Hail expr types in Python

We want a more user-friendly type system. Numpy has interesting infrastructure for creating numpy dtypes, but it leaves a lot to be desired too. Here’s what I’m thinking:

  1. We leave the T-Type system alone, but build helpful architecture on top of it so people never need to write TInt32(). Scalar types should be hl.int32, hl.str, etc. However, this presents a problem: clash between existing expr functions (hl.str is the toString expr method) and the types. One possibility is that the types have a defined __call__ method that’s an expr conversion, but this may be confusing. This also doesn’t solve the problem of how array and struct types work. Should hl.array construct a type or value? How about hl.struct?
  2. We write a type parser in Python/Cython that handles similar-looking type strings to what we have in Scala. Cotton likes the following syntax:
struct{x:array<int32>, y: str, z: struct{z2: dict<str, int32>}}
  1. We use this type parser optionally in most places that require type inputs (hl.import_table, hl.null, etc).

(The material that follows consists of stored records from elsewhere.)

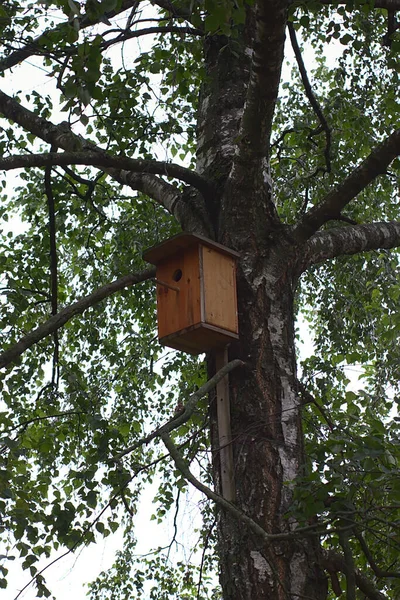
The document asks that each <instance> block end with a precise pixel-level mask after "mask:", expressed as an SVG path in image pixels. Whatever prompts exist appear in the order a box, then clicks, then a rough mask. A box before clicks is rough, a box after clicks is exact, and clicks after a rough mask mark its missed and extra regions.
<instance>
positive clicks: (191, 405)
mask: <svg viewBox="0 0 400 600" xmlns="http://www.w3.org/2000/svg"><path fill="white" fill-rule="evenodd" d="M244 364H245V363H244V362H243V361H241V360H239V359H238V358H237V359H235V360H232V361H231V362H229V363H228V364H227V365H224V366H223V367H222V369H220V370H219V371H217V373H216V374H215V375H214V376H213V377H211V379H209V380H208V381H206V383H205V384H204V385H202V386H201V387H200V388H199V389H198V390H196V391H195V392H194V393H193V394H192V395H191V396H190V398H189V400H188V401H187V403H186V404H185V406H184V407H183V409H182V410H181V411H180V412H179V413H178V414H177V415H174V416H173V417H172V419H170V420H169V421H167V423H164V425H162V426H161V427H159V428H158V429H156V430H155V431H153V432H152V433H150V434H149V435H148V436H146V437H145V438H142V439H141V440H139V441H138V442H136V443H135V444H133V445H132V446H130V447H129V448H125V450H122V451H121V452H119V453H118V454H116V455H115V456H113V457H112V458H111V459H110V461H112V462H115V461H118V460H120V459H121V458H122V457H123V456H126V455H127V454H130V453H131V452H133V451H134V450H136V449H137V448H139V447H140V446H143V445H144V444H148V443H149V442H151V441H152V440H154V439H155V438H156V437H162V435H163V434H164V433H170V432H171V431H173V430H174V429H176V428H177V427H180V425H183V424H184V423H186V422H187V421H188V420H189V419H190V417H191V416H192V414H193V412H194V410H195V408H196V406H197V403H198V401H199V400H200V399H201V398H203V396H205V395H206V394H208V392H210V391H211V390H212V389H213V388H214V387H215V386H216V385H217V384H218V383H219V382H220V381H221V379H223V378H224V377H225V376H226V375H228V373H230V372H231V371H232V370H233V369H236V367H241V366H243V365H244Z"/></svg>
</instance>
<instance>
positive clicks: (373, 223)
mask: <svg viewBox="0 0 400 600" xmlns="http://www.w3.org/2000/svg"><path fill="white" fill-rule="evenodd" d="M398 247H400V222H397V221H389V222H387V223H386V222H382V223H368V224H366V225H349V226H344V227H335V228H334V229H329V230H327V231H321V232H318V233H316V234H314V235H313V236H312V237H311V238H310V239H309V240H308V242H307V243H306V246H305V252H304V253H303V256H302V257H301V259H300V261H301V264H300V265H299V267H300V268H299V271H300V272H304V271H305V270H306V269H307V268H308V267H309V266H310V265H313V264H317V263H320V262H323V261H325V260H329V259H331V258H335V257H336V256H343V255H344V254H357V253H359V252H368V251H370V250H379V249H380V248H384V249H391V248H398Z"/></svg>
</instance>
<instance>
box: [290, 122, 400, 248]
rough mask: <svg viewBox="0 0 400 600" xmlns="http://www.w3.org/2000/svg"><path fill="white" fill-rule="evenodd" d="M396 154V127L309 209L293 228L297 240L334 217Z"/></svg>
mask: <svg viewBox="0 0 400 600" xmlns="http://www.w3.org/2000/svg"><path fill="white" fill-rule="evenodd" d="M399 155H400V129H397V130H395V131H393V132H392V133H391V134H390V135H388V136H387V137H386V138H385V139H384V140H383V141H382V142H381V143H380V144H378V145H377V146H376V147H375V148H373V150H371V152H370V154H369V155H368V156H367V157H366V158H365V159H364V160H363V161H362V162H361V163H360V164H359V165H358V166H357V167H356V168H355V169H353V171H352V172H351V173H350V174H349V175H348V176H347V177H346V178H345V179H344V180H343V181H342V182H341V183H338V184H337V185H336V186H335V187H333V188H332V189H331V190H330V191H329V192H328V193H327V194H326V196H325V197H324V198H323V199H322V200H321V201H320V202H318V204H316V205H315V206H313V208H311V209H310V210H309V211H308V212H307V213H306V214H305V215H304V216H303V217H302V218H301V219H300V220H299V221H298V222H297V224H296V225H295V226H294V227H293V229H292V236H293V237H294V238H295V239H296V240H297V241H298V242H304V241H306V240H307V239H309V238H310V237H311V236H312V234H313V233H315V232H316V231H317V230H318V229H319V228H320V227H321V226H322V225H323V224H324V223H326V222H327V221H332V220H336V219H337V218H338V217H340V215H341V212H342V210H343V209H344V208H345V207H346V206H347V204H349V203H350V202H351V201H352V200H353V198H355V197H356V196H357V195H358V194H359V193H360V192H362V191H363V190H364V189H365V188H366V187H367V186H368V185H369V184H370V183H371V182H372V181H374V179H376V178H377V177H378V176H379V175H383V174H386V172H387V168H388V166H389V165H390V163H391V162H392V161H393V160H394V159H395V158H396V157H397V156H399Z"/></svg>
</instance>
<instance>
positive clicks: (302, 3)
mask: <svg viewBox="0 0 400 600" xmlns="http://www.w3.org/2000/svg"><path fill="white" fill-rule="evenodd" d="M319 2H320V3H321V4H327V5H329V6H340V5H343V4H346V5H347V8H349V9H352V10H353V9H356V8H358V9H360V8H361V7H362V5H360V4H354V5H353V4H349V3H348V2H345V1H344V0H319ZM294 4H295V5H297V4H298V5H300V6H304V1H303V0H295V2H294ZM306 4H307V3H306ZM310 4H315V2H314V0H311V2H310ZM365 4H366V5H367V6H368V7H371V6H373V8H383V9H385V10H390V11H398V10H400V0H375V2H374V3H373V5H371V4H370V3H369V2H368V1H367V2H365Z"/></svg>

Another option for 1 could be a naming convention making all types capitalized, and everything else lower-case. So hl.Str is the type, hl.str is the toString method, hl.Array constructs a type, hl.array constructs a value, etc.

I’m not sure I like the struct prefix. The curly braces are unambiguous in the type syntax already.

I want to leave space for sum types, so if you axe struct you proposal an alternate to union { ... } for sum types.